Mekanik bir vahşet ve insan doğası arasındaki amansız savaşın bir buçuk saate sıkıştırılmış hali Modern Zamanlar.. Charlie Chaplin’i övmelere doyamadığımız bir başka şaheserle karşı karşıyayız.  “Endüstri ve özel teşebbüslerin bir hikayesi – İnsanlık mutlu olmak için mücadele veriyor” sözleriyle 84 sene önce sinemaseverlerle buluşan Modern Zamanlar sinema tarihinin en iyi filmlerinden biri olarak karşımıza çıkıyor. Bir yandan tebessüm ettiren diğer yandan sistemi sorgulatan filmin seyirci tarafından fazlasıyla anlaşılmaya ihtiyacı var.

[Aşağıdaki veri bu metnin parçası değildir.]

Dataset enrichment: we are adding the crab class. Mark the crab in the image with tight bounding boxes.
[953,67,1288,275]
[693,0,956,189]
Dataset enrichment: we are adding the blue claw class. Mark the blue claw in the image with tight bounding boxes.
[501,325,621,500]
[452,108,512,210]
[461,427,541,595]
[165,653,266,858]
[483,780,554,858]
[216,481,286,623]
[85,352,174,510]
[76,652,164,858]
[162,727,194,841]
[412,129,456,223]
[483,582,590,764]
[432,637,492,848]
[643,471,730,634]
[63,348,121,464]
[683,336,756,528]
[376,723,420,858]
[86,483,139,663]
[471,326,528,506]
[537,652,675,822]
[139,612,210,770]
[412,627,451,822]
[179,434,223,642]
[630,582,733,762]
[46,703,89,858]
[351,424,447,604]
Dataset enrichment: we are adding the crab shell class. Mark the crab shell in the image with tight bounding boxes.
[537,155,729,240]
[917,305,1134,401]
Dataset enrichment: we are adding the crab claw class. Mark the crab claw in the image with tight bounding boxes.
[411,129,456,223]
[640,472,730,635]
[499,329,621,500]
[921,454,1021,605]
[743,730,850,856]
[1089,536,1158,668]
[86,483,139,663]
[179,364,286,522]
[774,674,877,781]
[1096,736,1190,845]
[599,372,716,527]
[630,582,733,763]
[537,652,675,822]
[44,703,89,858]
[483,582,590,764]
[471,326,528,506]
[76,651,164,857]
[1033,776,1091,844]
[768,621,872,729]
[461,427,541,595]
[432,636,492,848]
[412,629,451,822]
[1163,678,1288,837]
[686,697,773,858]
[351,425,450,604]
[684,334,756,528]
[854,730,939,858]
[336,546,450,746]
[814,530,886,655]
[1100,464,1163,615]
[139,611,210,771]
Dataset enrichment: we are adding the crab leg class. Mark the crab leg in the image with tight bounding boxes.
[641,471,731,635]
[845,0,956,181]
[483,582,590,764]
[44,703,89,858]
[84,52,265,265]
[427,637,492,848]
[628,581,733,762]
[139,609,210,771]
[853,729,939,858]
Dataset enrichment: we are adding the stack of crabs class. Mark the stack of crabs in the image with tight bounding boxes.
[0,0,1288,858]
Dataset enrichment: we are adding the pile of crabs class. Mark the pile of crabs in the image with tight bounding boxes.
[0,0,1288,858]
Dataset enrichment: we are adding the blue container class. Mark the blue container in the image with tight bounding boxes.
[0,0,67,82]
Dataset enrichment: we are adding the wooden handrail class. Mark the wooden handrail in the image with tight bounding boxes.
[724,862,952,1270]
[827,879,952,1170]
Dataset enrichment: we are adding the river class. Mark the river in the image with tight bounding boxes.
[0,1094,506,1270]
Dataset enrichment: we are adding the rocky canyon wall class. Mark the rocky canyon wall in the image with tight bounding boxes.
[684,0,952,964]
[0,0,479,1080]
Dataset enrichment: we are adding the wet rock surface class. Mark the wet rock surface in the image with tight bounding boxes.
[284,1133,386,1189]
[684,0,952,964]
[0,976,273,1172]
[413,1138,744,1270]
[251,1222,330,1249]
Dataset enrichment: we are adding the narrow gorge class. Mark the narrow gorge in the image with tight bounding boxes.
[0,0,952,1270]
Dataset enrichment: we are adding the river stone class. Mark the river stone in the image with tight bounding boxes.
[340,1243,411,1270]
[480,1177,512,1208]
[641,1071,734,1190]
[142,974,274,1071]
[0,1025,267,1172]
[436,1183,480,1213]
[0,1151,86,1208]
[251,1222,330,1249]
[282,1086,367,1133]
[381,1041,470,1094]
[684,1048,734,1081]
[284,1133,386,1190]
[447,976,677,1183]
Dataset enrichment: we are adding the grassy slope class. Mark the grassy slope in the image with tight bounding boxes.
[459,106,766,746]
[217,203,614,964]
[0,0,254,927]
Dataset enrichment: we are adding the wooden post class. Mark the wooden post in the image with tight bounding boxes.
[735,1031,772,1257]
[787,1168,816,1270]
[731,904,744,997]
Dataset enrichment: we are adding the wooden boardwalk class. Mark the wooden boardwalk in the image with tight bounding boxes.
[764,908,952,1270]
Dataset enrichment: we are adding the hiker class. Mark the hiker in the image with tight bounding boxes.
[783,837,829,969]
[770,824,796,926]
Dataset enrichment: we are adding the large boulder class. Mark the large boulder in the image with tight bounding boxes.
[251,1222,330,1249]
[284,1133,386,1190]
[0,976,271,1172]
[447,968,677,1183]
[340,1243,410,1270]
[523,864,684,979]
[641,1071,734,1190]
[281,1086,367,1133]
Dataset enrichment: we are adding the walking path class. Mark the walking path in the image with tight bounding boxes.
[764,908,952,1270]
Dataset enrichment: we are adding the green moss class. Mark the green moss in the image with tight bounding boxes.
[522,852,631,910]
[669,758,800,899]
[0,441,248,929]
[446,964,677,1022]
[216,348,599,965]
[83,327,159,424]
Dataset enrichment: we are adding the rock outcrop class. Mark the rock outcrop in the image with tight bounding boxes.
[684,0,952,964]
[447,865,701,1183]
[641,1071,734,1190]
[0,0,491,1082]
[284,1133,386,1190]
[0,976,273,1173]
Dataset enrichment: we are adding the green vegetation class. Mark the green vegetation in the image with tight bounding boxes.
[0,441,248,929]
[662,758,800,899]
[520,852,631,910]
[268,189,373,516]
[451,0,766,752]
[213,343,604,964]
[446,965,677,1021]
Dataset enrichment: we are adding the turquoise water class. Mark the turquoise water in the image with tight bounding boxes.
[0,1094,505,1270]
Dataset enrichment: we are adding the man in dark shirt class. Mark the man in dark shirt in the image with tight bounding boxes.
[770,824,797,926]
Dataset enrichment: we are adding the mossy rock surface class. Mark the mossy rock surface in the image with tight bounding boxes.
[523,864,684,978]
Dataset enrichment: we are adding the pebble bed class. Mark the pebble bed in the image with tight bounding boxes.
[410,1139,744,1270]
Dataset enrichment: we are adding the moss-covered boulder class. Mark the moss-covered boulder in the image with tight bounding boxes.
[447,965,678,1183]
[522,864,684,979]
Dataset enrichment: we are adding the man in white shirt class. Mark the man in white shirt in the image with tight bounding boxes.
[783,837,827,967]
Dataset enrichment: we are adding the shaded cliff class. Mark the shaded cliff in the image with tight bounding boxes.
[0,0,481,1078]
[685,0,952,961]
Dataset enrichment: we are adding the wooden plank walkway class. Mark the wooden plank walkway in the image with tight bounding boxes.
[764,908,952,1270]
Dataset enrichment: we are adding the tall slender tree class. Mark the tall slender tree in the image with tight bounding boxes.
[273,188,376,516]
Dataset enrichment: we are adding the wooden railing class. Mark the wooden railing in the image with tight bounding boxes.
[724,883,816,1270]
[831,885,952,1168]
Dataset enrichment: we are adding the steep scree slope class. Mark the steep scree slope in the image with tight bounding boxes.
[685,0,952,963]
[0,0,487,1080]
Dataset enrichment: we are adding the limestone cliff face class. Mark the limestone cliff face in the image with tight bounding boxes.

Büyük Buhran’ın kaotik etkisi ve yönetmenin politik angajmanı da işin içine eklenince ortaya toplumsal gerçekçi bir yapıt çıkıyor haliyle. Chaplin sosyal gerçekçiliği filmin bütününe ilmek ilmek işlemeyi başarmış. Duyarlı bir toplumsal bilinç aktarımın söz konusu olduğu filmin sisteme dönük sessiz ve sözsüz eleştirisi döneme adeta bir mesaj niteliğinde. Büyük Buhran döneminde beyazperdede boy gösteren Modern Zamanlar iyi bir sistem eleştirisi olmanın yanında toplumsal katmanları ve farklılıkları analiz etmede oldukça başarılıdır. Endüstriyel çağın ve özel teşebbüsün bu hüzünlü hikayesinde insanın mutlu olabilme mücadelesine şahit olmaktayız.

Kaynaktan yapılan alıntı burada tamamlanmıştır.